On November 22, another Vox employee, Video Producer, Strikethrough at Vox.com, Carlos Maza, who describes himself as the “gay wonk,” posted an 8-minute Vox video “How Trump turned Sean Hannity into a conspiracy theorist.” The professionally-produced, incredibly slick and detailed video creatively presents Hannity as a conspiracy monger parroting the rantings of Infowars founder Alex Jones (“the most hated man in American media,” as I described him in an article on June 18, 2017). On November 29, 2017, after five days online at YouTube, Maza’s anti-Hannity video had racked up over 650,000 views.

On the same day as his video appeared, Maza is credited with writing another attack article on Hannity for Vox, this one titled “How Trump turned Sean Hannity into a conspiracy theorist – The Fox News host is sounding a lot like Alex Jones.” The article features a still frame grabbed from the video depicting Hannity as wearing a tin foil hat.
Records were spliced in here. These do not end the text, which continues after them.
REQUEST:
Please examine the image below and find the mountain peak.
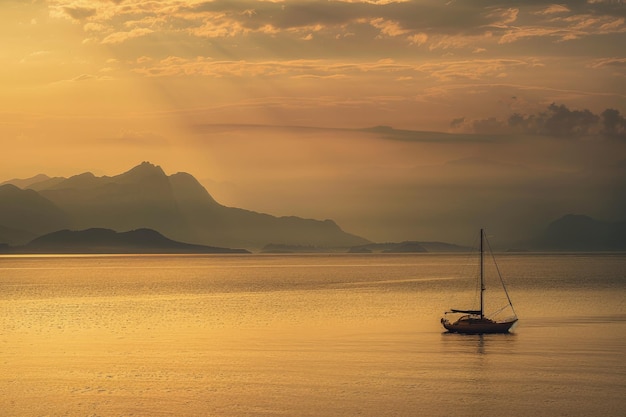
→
[114,161,166,181]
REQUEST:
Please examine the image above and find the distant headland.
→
[0,162,626,253]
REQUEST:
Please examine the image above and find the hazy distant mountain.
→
[0,162,368,249]
[4,229,248,253]
[350,241,470,253]
[0,184,70,244]
[0,174,50,188]
[530,214,626,251]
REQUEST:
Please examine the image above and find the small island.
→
[0,228,250,254]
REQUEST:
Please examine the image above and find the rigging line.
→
[485,234,517,317]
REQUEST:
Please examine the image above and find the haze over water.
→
[0,254,626,416]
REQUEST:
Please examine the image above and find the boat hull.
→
[441,318,517,334]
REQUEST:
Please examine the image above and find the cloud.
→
[63,6,96,20]
[102,28,154,44]
[464,103,626,139]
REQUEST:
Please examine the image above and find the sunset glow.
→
[0,0,626,239]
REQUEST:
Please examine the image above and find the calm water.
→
[0,254,626,417]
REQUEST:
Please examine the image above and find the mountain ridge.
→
[0,162,369,249]
[0,228,250,254]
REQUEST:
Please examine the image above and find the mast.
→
[480,229,485,319]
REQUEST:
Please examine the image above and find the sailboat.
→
[441,229,517,334]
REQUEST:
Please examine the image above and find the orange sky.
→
[0,0,626,239]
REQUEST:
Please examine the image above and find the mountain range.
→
[0,228,250,254]
[0,162,369,250]
[0,162,626,253]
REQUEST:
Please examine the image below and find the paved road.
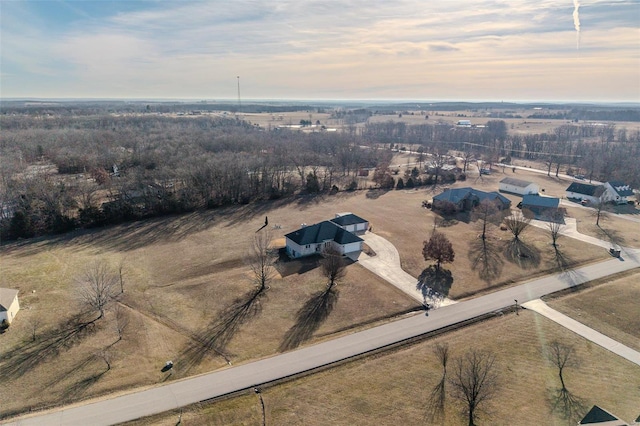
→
[358,232,455,306]
[522,299,640,365]
[9,250,640,425]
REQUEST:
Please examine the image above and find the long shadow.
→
[598,226,625,246]
[504,239,540,269]
[275,249,322,277]
[468,238,504,283]
[549,388,587,424]
[425,377,446,424]
[416,265,453,302]
[0,315,95,380]
[279,288,339,352]
[180,289,266,373]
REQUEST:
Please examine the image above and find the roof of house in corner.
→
[578,405,627,426]
[285,220,364,246]
[500,178,533,188]
[607,180,633,197]
[0,288,18,311]
[331,213,367,226]
[567,182,604,197]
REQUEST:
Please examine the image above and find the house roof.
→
[522,194,560,208]
[433,186,511,204]
[607,181,633,197]
[578,405,627,426]
[500,178,533,188]
[0,288,18,311]
[567,182,604,197]
[285,220,364,246]
[331,213,367,226]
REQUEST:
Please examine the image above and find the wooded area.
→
[0,104,640,239]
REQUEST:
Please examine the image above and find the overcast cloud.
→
[0,0,640,101]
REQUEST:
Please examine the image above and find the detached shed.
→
[0,288,20,324]
[500,178,540,195]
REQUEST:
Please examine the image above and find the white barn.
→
[566,182,606,204]
[499,178,540,196]
[0,288,20,324]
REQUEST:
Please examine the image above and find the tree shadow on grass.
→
[425,377,447,424]
[0,314,95,380]
[504,239,540,269]
[180,289,266,373]
[416,265,453,303]
[468,238,504,283]
[279,287,339,352]
[549,388,587,424]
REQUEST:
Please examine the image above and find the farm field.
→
[128,311,640,426]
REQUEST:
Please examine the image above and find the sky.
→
[0,0,640,102]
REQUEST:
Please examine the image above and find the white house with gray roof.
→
[285,213,369,258]
[604,181,634,204]
[499,178,540,195]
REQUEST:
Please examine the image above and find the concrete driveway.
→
[357,232,455,306]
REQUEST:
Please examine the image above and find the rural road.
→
[7,249,640,426]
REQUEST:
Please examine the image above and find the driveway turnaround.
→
[358,232,455,306]
[8,250,640,426]
[522,299,640,365]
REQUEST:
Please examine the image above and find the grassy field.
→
[130,311,640,426]
[0,165,620,415]
[549,271,640,351]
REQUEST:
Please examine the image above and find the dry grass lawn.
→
[124,311,640,426]
[548,271,640,351]
[0,165,620,416]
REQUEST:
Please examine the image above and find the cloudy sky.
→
[0,0,640,101]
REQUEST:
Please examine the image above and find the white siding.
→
[0,296,20,324]
[567,191,600,204]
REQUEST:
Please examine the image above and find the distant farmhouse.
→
[433,187,511,212]
[566,182,606,204]
[604,181,634,204]
[0,288,20,324]
[518,194,564,220]
[285,213,369,258]
[499,178,540,195]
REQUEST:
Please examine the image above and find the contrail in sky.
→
[573,0,580,50]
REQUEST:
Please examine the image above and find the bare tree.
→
[320,247,347,289]
[503,211,531,240]
[250,229,277,293]
[422,232,455,271]
[96,348,112,371]
[76,261,118,320]
[429,343,449,421]
[113,304,129,341]
[547,218,564,248]
[449,349,498,426]
[591,199,609,226]
[547,340,578,390]
[471,200,500,240]
[118,257,124,294]
[29,316,42,342]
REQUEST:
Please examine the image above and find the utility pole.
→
[238,76,242,112]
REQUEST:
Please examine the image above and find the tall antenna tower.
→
[238,76,242,112]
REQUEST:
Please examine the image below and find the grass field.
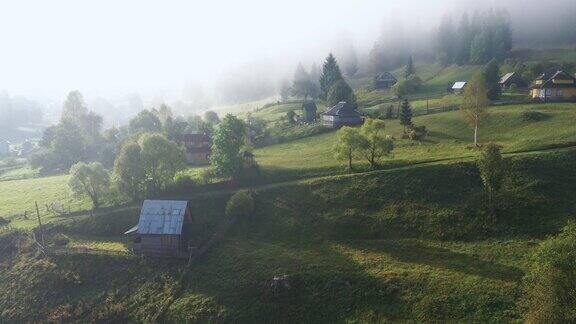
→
[0,175,90,228]
[255,104,576,178]
[0,147,576,322]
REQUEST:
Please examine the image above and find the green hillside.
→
[0,151,576,322]
[255,104,576,179]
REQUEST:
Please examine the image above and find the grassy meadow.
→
[0,175,90,228]
[255,104,576,178]
[0,151,576,322]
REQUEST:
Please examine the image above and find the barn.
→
[125,200,192,257]
[322,101,364,128]
[184,134,212,164]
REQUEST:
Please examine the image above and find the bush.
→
[52,233,70,246]
[521,222,576,323]
[226,190,254,218]
[522,110,550,122]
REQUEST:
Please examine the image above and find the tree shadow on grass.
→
[173,239,410,323]
[351,240,523,282]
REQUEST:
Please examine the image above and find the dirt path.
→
[187,145,576,198]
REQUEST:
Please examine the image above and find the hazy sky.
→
[0,0,576,97]
[0,0,460,95]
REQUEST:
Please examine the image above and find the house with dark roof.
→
[530,71,576,102]
[500,72,528,89]
[450,81,467,94]
[183,134,212,164]
[322,101,364,128]
[302,100,318,123]
[374,72,398,90]
[124,200,192,257]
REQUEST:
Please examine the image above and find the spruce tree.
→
[483,59,502,100]
[404,55,416,80]
[320,53,343,99]
[326,80,356,108]
[399,99,412,133]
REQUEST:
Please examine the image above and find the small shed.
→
[452,81,467,94]
[500,72,528,89]
[374,72,398,89]
[125,200,192,257]
[322,101,364,128]
[302,100,318,123]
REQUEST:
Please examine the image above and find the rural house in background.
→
[302,101,318,123]
[530,71,576,101]
[0,139,10,156]
[374,72,398,90]
[450,81,466,94]
[322,101,364,128]
[124,200,192,257]
[183,134,212,164]
[500,72,528,89]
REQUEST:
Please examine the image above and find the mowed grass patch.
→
[255,104,576,179]
[68,235,129,252]
[0,175,90,228]
[168,237,533,322]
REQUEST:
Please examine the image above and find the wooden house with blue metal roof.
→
[125,200,192,257]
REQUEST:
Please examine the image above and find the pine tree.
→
[404,55,416,80]
[320,53,343,99]
[399,99,412,133]
[460,73,490,146]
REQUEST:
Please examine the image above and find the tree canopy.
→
[320,53,343,99]
[460,73,490,145]
[68,162,110,208]
[327,79,356,107]
[210,114,246,178]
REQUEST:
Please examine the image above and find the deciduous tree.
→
[327,79,356,107]
[460,73,490,146]
[360,119,394,168]
[114,143,145,201]
[68,162,110,209]
[210,114,246,178]
[320,53,343,99]
[477,143,506,216]
[225,190,254,218]
[334,126,365,170]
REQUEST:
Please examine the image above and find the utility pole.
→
[34,201,44,247]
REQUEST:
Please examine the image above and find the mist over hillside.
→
[0,0,576,125]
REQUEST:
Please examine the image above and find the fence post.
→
[34,201,44,246]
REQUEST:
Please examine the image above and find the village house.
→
[500,72,528,90]
[530,71,576,101]
[0,139,10,156]
[374,72,398,90]
[322,101,364,128]
[124,200,192,257]
[302,101,318,123]
[450,81,466,94]
[183,134,212,164]
[18,140,35,158]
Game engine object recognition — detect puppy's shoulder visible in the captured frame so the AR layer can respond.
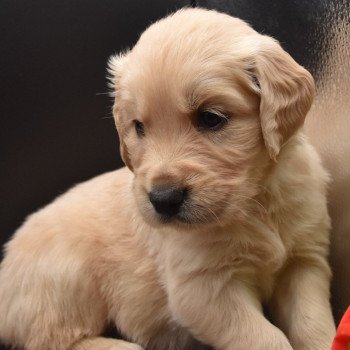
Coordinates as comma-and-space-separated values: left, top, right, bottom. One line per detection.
6, 168, 133, 258
266, 132, 330, 249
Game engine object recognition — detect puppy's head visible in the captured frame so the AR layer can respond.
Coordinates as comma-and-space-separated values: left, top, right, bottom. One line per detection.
109, 9, 314, 228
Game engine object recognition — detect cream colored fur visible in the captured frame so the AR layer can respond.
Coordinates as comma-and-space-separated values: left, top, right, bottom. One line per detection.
0, 9, 334, 350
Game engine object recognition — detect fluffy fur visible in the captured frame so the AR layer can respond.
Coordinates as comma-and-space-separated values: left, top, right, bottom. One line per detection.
0, 9, 334, 350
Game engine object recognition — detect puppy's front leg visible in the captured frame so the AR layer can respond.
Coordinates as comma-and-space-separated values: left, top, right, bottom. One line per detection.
70, 337, 143, 350
272, 260, 335, 350
169, 271, 292, 350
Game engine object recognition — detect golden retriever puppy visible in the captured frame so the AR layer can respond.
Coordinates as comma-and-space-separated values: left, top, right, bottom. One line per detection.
0, 9, 335, 350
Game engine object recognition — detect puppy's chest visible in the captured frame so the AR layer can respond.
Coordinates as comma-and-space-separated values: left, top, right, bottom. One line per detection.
163, 224, 288, 278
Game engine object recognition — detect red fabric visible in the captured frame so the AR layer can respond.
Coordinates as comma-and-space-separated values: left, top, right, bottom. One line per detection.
332, 307, 350, 350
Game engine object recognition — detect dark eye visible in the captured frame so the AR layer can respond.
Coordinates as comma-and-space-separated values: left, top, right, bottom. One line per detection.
198, 111, 228, 131
134, 120, 145, 137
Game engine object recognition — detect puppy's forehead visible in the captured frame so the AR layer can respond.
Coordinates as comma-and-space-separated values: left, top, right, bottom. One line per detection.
121, 9, 257, 116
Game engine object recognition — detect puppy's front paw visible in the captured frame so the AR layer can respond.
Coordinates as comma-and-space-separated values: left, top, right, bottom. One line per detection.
72, 337, 144, 350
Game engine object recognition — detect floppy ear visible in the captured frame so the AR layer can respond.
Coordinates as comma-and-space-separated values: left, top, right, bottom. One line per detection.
255, 36, 315, 160
107, 54, 133, 171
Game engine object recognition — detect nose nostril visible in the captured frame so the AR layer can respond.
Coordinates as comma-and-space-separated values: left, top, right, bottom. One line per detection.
149, 186, 186, 216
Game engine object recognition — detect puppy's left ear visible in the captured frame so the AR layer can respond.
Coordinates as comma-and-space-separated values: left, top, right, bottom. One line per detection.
255, 36, 315, 160
108, 54, 133, 171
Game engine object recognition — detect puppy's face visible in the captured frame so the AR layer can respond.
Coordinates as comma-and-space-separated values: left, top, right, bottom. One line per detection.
110, 9, 313, 229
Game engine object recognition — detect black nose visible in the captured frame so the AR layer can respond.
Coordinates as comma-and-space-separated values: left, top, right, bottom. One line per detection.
149, 186, 186, 216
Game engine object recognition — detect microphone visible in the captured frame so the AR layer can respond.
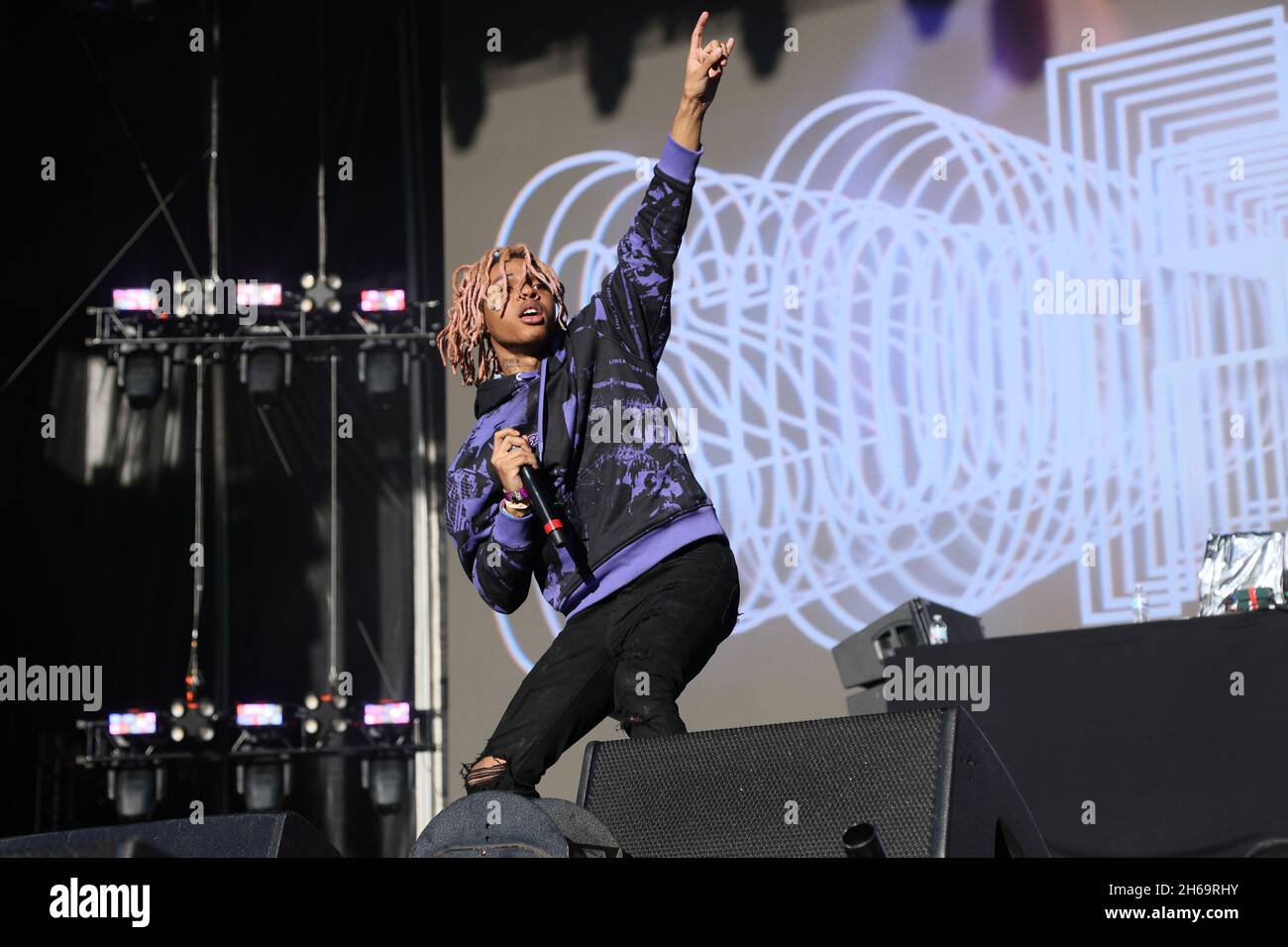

Still frame of video from Maza’s Nov. 22 Vox article

So here we have it: The New York Times, the previously respected “newspaper of record,” is now little more than a conduit and a mouthpiece for the über left wing rag Vox and two of its chief propagandists, Chang and the self-described “gay nerd” Maza – doing the bidding of the anti-Trump Resistance. Oh, it should not be overlooked that the only other job that Maza has ever had, before he joined Vox last January, was to work at Media Matters for America from 2011 until his job with Vox started.

Sean Hannity was prescient and right on when he has said of the MSM  starting several years back that  “journalism is dead in America.”